The harsh judgement of society
Landing a job with his newfound stigma was an uphill climb. His interviews would go swimmingly, only to be torpedoed when the hiring managers realised Jimmy had declared bankruptcy. The vibe became that of an interrogation, a toxic curiosity about what he did wrongly. “Each and every one of us makes mistakes. Why must we harp on the past? In fact, a bankrupt is likely more driven than ever to want to work hard and do better. A bankrupt is someone who has life experience recovering from a huge mistake, and such a character is not moulded in school or the workplace.”
Other times, Jimmy could not articulate well enough when asked silly boilerplate questions, such as “Where do you see yourself in five years’ time?” Because he only had secondary-two qualifications, he could not take up professional careers as an insurance or real estate agent. Once a successful businessman who wielded clout and garnered respect, now Jimmy could not even get a job.
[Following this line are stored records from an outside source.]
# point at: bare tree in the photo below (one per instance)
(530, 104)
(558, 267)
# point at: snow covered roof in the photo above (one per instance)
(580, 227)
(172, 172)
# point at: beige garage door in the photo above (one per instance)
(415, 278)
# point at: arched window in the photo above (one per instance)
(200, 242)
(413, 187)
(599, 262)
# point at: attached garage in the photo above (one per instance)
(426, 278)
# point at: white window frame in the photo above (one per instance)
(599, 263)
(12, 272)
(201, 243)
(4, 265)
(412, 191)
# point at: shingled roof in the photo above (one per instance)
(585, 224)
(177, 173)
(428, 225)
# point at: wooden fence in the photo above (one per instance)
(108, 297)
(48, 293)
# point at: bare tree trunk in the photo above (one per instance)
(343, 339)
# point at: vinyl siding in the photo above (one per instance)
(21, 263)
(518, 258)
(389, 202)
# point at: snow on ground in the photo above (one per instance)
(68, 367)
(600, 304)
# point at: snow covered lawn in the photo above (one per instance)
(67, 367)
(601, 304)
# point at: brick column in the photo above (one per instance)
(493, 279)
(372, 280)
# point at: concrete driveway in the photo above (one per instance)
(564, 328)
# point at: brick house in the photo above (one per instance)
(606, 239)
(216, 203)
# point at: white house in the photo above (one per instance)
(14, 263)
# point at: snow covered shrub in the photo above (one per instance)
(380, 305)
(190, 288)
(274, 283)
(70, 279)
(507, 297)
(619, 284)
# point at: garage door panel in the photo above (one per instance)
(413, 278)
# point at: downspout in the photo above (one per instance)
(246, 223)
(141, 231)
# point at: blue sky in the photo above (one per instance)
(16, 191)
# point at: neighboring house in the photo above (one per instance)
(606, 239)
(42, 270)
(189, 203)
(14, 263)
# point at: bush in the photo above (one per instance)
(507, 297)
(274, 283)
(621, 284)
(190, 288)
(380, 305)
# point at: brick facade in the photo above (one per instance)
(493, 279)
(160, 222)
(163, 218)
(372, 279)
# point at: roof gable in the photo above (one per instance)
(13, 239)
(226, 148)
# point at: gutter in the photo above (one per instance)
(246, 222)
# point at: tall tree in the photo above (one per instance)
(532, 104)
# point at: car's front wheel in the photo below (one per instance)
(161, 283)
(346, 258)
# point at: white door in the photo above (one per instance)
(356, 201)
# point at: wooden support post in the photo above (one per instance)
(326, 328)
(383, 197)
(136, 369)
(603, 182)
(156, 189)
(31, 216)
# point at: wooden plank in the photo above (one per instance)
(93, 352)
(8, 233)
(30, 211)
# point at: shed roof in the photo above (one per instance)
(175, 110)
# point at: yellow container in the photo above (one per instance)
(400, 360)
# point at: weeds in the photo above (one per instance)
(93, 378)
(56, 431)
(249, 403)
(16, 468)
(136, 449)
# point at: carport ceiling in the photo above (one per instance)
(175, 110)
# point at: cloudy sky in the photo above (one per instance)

Through a friend, he was finally able to get a job at a convenience store. The experience was humbling. An ex-client of his once came into his store, and Jimmy caught his incredulous gasp. “He asked, ‘What are you doing here?’ and I said, ‘I work here’. He was in such disbelief that he looked for hidden cameras — he thought I was filming a show! I was so embarrassed and hurt.” That day onwards, Jimmy was ever on guard, wary that he would spot a familiar face.